The singer’s remarkable, rhythmically aggressive musical diction (one peer recalls O’Day mercilessly racing and beating piano great Oscar Peterson to the end of a song, as if they were in a track meet) is a by-product, she says, of the accidental loss, via a bungled tonsillectomy, of the vocal tools necessary to physically sustain vibrato. O’Day’s gritty alto made her a pioneering instrumental soloist instead of a crooning, warbling accompanist, like so many other “canaries” of the swing era. As the lead vocalist with Gene Krupa’s orchestra, she insisted on wearing the same band jackets as the rest of the all-male group rather than a ball gown or equivalent finery, making O’Day’s live appearances with Krupa de facto acts of feminist emancipation.

“Anita O’Day: The Life of a Jazz Singer” knits together these and many more unvarnished autobiographical observations and discoveries with such a fannish repetitiveness and meandering chronology that it succeeds as neither a factual chronicle nor a narrative journey. Personal testimonials from music critics and writers (including The New York Sun’s always camera-friendly and reliably perceptive Will Friedwald) duke it out for screen time with O’Day’s musical and club-life contemporaries. Unfortunately, the barrage of accolades is so uniformly positive and the sluice of memories so identically appreciative and forgiving that the film assumes a retirement-dinner testimonial monotony that is at odds with O’Day’s picaresque personal history and off-kilter bandstand charisma.

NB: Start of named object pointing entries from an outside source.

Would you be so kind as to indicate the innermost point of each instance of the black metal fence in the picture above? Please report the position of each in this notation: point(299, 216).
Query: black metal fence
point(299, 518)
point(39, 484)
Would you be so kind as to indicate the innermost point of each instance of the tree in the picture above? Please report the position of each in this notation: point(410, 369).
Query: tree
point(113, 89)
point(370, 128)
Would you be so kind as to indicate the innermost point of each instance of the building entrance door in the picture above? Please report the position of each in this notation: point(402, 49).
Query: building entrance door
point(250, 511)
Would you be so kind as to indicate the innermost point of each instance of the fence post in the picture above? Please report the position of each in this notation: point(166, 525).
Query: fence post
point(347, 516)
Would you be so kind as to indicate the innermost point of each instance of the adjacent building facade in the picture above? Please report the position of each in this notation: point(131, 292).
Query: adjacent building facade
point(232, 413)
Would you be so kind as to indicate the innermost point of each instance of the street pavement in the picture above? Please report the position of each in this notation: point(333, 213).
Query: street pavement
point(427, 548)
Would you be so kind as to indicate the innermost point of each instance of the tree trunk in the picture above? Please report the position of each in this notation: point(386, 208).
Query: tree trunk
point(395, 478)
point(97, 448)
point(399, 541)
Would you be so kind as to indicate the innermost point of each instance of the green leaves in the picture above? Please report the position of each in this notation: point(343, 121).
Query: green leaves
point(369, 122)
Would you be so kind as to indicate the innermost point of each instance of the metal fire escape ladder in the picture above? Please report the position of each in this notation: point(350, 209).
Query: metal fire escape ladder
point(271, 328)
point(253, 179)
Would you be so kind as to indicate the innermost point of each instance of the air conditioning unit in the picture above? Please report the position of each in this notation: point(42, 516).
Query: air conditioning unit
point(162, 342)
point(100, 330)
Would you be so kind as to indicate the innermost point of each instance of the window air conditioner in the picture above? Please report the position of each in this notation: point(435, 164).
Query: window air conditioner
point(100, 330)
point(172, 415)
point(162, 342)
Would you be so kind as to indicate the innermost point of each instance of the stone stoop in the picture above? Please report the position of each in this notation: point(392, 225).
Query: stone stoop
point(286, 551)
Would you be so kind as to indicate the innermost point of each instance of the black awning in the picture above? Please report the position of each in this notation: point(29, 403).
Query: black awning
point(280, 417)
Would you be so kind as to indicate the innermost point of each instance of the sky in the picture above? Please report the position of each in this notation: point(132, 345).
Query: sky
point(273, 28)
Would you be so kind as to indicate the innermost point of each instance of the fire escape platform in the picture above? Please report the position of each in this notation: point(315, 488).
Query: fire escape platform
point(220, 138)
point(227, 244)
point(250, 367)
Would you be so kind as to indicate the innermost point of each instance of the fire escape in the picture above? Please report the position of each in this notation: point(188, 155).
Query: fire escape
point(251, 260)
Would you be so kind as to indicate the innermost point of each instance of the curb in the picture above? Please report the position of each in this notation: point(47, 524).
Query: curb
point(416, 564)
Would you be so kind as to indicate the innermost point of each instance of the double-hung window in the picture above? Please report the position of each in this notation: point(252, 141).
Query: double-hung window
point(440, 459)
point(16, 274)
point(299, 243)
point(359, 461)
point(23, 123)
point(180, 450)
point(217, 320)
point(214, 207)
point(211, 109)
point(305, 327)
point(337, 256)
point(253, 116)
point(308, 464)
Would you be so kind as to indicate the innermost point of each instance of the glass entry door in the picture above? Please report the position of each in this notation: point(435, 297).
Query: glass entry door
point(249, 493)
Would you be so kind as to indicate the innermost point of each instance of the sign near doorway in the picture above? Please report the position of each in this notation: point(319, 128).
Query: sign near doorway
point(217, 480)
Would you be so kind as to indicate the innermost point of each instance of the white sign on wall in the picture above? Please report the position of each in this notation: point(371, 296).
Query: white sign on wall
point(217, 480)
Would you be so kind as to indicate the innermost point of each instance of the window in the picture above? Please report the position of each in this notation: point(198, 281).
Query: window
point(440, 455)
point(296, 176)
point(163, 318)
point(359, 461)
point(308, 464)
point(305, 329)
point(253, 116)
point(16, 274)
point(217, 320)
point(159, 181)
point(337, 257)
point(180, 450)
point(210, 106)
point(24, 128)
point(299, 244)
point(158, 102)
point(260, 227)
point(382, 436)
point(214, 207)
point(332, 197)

The filmmakers are also unable to resist interjecting praise into archival performances. “There was a sense of f— you about it,” the filmmaker John Cameron Mitchell observes a few bars into a vintage black-and-white live television clip of O’Day as she willfully pares an orchestra down to a trio with spectacular results. Mr. Mitchell’s words, true as they are, do nothing to add to the moment — nor does the inclusion of his face, framed, as are many of the talking heads on display, by a colorful computer graphic marquee that lists the writer, director, and actor’s own accomplishments. Like much of the filmmaking in “Anita O’Day: The Life of a Jazz Singer,” this interruption, and an accompanying post-production choice to digitally tint the remainder of the clip in monochromatic blue, inadvertently downgrade an electrifying jolt of NC-17 intensity to a low-wattage G-rated spark of nostalgia.